Вторая армия
Шрифт:
— Для надежности, — недовольно пояснил Наполеон, прекрасно понимая, что у него не хватает знаний для спора со специалистами. — Видите, плоский киль? Вода давит на него слева и справа — и такое судно не опрокидывается. Обтекаемый корпус, острый нос разрежут воду, как нож. Судно станет быстро двигаться в воде, легко маневрировать…

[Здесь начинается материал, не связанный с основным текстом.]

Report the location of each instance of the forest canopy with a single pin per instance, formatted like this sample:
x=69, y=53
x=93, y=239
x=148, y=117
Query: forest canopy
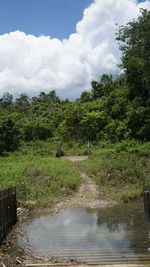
x=113, y=109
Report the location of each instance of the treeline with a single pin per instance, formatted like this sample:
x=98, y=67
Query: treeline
x=112, y=110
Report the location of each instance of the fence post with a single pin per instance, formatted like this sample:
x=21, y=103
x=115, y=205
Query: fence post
x=147, y=201
x=8, y=211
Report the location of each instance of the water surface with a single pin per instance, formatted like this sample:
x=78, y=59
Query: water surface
x=118, y=234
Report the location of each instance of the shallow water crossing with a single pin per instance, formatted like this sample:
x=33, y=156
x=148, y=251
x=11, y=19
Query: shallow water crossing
x=119, y=234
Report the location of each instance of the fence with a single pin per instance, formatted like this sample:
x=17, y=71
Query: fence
x=8, y=211
x=147, y=201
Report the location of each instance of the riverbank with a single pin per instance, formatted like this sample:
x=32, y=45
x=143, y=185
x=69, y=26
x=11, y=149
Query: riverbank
x=104, y=189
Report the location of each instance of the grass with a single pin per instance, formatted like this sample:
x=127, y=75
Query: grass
x=40, y=181
x=120, y=176
x=121, y=170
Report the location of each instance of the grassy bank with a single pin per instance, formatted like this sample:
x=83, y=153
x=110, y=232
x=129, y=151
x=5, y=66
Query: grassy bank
x=120, y=176
x=40, y=181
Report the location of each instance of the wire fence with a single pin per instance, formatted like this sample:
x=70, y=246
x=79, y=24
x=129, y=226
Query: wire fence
x=8, y=211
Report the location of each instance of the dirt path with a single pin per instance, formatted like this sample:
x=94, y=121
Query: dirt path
x=88, y=195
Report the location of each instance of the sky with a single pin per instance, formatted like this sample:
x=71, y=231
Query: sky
x=60, y=44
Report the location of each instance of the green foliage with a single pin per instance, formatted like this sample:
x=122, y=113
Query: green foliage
x=40, y=181
x=117, y=169
x=9, y=135
x=134, y=41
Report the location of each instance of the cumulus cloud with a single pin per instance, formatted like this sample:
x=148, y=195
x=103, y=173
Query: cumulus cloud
x=30, y=64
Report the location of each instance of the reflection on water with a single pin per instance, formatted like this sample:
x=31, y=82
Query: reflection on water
x=113, y=235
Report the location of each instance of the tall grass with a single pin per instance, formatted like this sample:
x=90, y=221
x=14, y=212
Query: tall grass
x=119, y=173
x=40, y=181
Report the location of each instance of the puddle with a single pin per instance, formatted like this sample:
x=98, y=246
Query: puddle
x=118, y=234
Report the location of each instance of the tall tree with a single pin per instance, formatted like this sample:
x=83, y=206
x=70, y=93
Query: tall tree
x=134, y=39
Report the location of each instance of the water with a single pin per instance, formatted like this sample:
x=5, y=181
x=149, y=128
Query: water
x=118, y=234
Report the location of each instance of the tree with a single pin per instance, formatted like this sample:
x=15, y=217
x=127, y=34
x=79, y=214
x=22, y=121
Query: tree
x=103, y=87
x=9, y=134
x=6, y=100
x=134, y=40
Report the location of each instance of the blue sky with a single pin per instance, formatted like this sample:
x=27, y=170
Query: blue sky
x=56, y=18
x=60, y=45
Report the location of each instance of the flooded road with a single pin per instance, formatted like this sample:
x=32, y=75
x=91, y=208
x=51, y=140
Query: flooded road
x=119, y=234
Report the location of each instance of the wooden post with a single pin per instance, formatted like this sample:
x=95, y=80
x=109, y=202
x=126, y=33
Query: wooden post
x=147, y=202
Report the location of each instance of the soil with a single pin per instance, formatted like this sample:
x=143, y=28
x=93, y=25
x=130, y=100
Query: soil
x=88, y=195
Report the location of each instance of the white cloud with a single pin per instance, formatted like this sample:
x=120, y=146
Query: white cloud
x=32, y=64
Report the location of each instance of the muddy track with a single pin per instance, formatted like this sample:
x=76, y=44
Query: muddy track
x=88, y=194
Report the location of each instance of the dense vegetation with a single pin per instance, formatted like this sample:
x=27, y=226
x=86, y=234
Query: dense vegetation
x=40, y=181
x=113, y=111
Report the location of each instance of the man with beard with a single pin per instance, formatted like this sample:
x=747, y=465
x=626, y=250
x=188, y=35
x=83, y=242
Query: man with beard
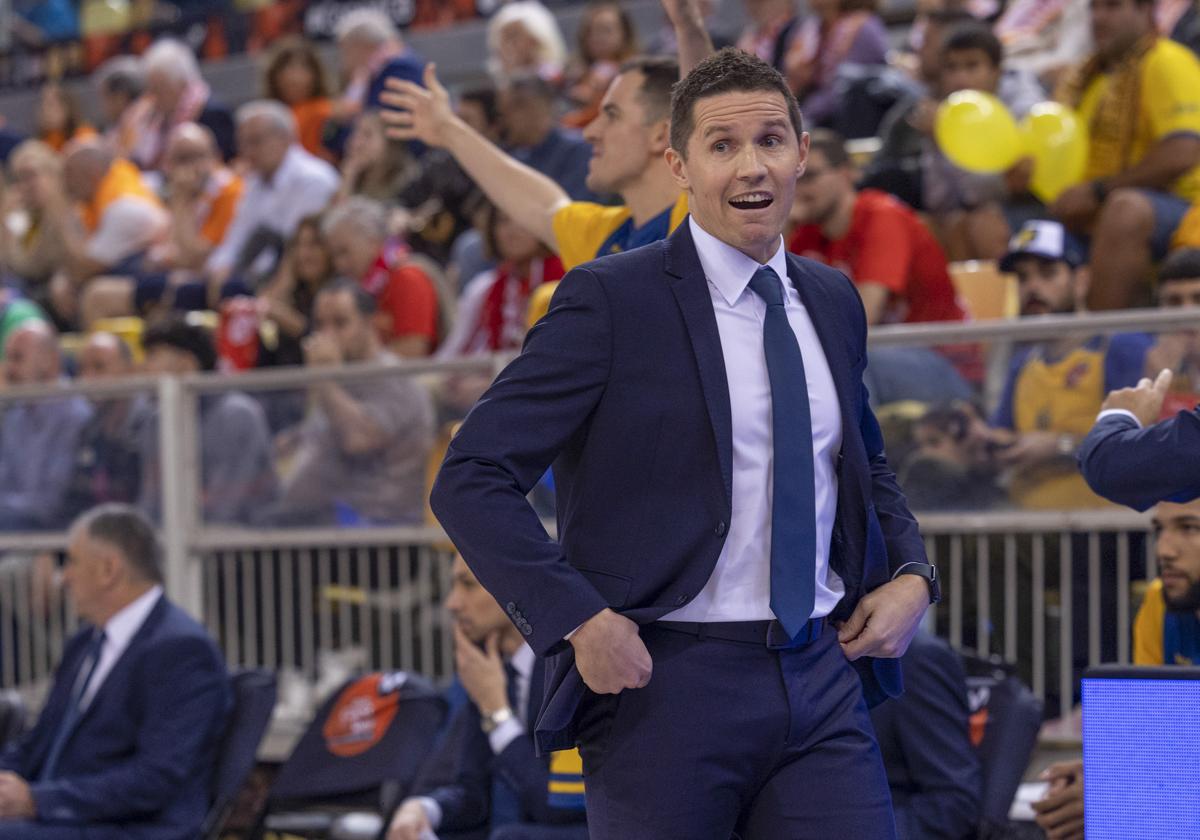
x=1054, y=389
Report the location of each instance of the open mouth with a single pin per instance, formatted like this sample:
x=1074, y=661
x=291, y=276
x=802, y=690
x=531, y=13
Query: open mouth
x=753, y=201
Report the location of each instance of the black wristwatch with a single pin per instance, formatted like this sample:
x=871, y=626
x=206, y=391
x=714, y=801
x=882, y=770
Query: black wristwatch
x=929, y=573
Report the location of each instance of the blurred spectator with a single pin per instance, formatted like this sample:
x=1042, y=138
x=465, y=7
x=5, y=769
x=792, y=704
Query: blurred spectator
x=60, y=118
x=406, y=317
x=1044, y=37
x=924, y=736
x=119, y=84
x=372, y=52
x=202, y=196
x=39, y=438
x=297, y=77
x=288, y=297
x=523, y=37
x=175, y=94
x=492, y=309
x=835, y=33
x=126, y=742
x=361, y=454
x=769, y=30
x=37, y=23
x=35, y=204
x=493, y=768
x=1054, y=389
x=972, y=213
x=237, y=471
x=1139, y=95
x=531, y=136
x=1177, y=351
x=108, y=460
x=373, y=166
x=121, y=219
x=880, y=244
x=283, y=185
x=606, y=40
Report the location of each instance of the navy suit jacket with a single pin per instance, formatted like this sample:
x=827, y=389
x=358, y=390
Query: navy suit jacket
x=623, y=388
x=142, y=756
x=1141, y=467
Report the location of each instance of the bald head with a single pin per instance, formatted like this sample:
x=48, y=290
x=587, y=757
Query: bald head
x=85, y=165
x=31, y=354
x=105, y=357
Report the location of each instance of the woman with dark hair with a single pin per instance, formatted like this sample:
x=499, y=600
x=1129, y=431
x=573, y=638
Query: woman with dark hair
x=297, y=77
x=60, y=117
x=837, y=33
x=606, y=40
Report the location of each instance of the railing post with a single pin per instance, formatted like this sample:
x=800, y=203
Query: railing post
x=178, y=483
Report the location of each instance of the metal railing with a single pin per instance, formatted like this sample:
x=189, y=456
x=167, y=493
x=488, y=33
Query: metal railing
x=1050, y=592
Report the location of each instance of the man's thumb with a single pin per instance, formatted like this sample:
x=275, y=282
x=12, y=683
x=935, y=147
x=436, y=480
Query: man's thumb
x=1163, y=382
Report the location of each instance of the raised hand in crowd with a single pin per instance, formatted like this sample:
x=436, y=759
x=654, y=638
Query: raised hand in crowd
x=1145, y=401
x=415, y=113
x=1061, y=811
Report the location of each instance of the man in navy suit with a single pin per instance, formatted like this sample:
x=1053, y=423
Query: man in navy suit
x=726, y=516
x=126, y=742
x=1131, y=459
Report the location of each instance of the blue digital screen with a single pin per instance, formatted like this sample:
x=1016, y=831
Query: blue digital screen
x=1141, y=757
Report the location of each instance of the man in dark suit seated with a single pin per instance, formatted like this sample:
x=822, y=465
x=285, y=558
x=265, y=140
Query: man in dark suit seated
x=126, y=742
x=925, y=741
x=496, y=785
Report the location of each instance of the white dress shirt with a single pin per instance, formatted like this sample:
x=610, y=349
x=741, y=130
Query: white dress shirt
x=300, y=186
x=119, y=631
x=739, y=588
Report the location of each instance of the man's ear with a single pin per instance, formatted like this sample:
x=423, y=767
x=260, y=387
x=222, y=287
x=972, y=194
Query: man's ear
x=678, y=168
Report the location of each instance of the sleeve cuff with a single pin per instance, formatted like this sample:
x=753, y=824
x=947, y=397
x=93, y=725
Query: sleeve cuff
x=504, y=735
x=432, y=810
x=1119, y=412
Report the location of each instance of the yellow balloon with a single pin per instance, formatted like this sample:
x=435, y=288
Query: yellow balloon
x=1057, y=141
x=977, y=133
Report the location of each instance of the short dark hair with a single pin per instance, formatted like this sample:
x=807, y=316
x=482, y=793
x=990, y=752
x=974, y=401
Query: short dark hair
x=1182, y=264
x=975, y=36
x=126, y=529
x=725, y=72
x=831, y=144
x=364, y=301
x=175, y=331
x=660, y=73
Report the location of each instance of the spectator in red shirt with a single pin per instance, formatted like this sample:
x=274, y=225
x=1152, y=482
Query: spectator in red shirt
x=359, y=244
x=882, y=246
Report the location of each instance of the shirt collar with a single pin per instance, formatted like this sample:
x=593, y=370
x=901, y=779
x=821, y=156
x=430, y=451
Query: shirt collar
x=729, y=269
x=522, y=661
x=120, y=629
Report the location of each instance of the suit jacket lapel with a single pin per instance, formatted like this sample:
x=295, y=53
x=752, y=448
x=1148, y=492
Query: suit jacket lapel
x=690, y=288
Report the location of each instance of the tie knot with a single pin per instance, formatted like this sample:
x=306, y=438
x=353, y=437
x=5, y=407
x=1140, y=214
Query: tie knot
x=766, y=285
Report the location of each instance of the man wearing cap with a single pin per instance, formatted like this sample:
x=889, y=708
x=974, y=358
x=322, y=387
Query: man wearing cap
x=1055, y=388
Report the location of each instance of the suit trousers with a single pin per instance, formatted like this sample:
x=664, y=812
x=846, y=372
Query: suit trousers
x=731, y=739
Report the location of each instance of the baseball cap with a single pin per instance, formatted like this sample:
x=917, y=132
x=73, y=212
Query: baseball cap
x=1044, y=239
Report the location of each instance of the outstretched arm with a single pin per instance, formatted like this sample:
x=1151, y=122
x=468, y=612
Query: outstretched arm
x=415, y=113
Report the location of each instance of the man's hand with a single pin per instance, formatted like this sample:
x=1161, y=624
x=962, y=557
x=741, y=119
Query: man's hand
x=610, y=654
x=1061, y=813
x=319, y=351
x=886, y=619
x=415, y=113
x=409, y=823
x=1075, y=207
x=481, y=672
x=16, y=798
x=1145, y=401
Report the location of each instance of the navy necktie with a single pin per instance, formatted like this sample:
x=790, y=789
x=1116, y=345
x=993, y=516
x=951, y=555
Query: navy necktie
x=793, y=503
x=75, y=706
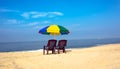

— Ты уверен, генерал Ли? — прищурился лохматый мастер. — Мы всегда строили корабли с широким дном. Вода давит на него снизу — и судно просто проскакивает воду поверху. Разве не легче провести ладонью по поверхности водной глади, чем разрезать ее в глуби? Попробуй сделать это сам.
— Если волна выше дома, то запрыгивать на нее смертельно опасно.
— Если волна выше дома — надо ждать на берегу в тихой гавани.
—
— Верно.
— А как же тогда туда попадут люди? Как поместить туда грузы, сиятельный?
— В гаванях нужно строить причалы. Ну, или перевозить всё лодками.
— Ты считаешь, что это удобно, господин? Корабль вечно будет стоять в воде, на глубине. Ко многим берегам он просто не сможет подойти. А как его чинить?
— Нужно строить специальные доки…
— Везде, где он получит повреждение?
— Мой господин, — тут подал робкий голос и чосонский мастер. — А почему ты считаешь, что твой корабль будет быстрым? Ведь он так глубоко в воде сидит — он же завязнет в ней почти, как в песке! Я не представляю, сколько весел надо, чтобы сдвинуть его с места!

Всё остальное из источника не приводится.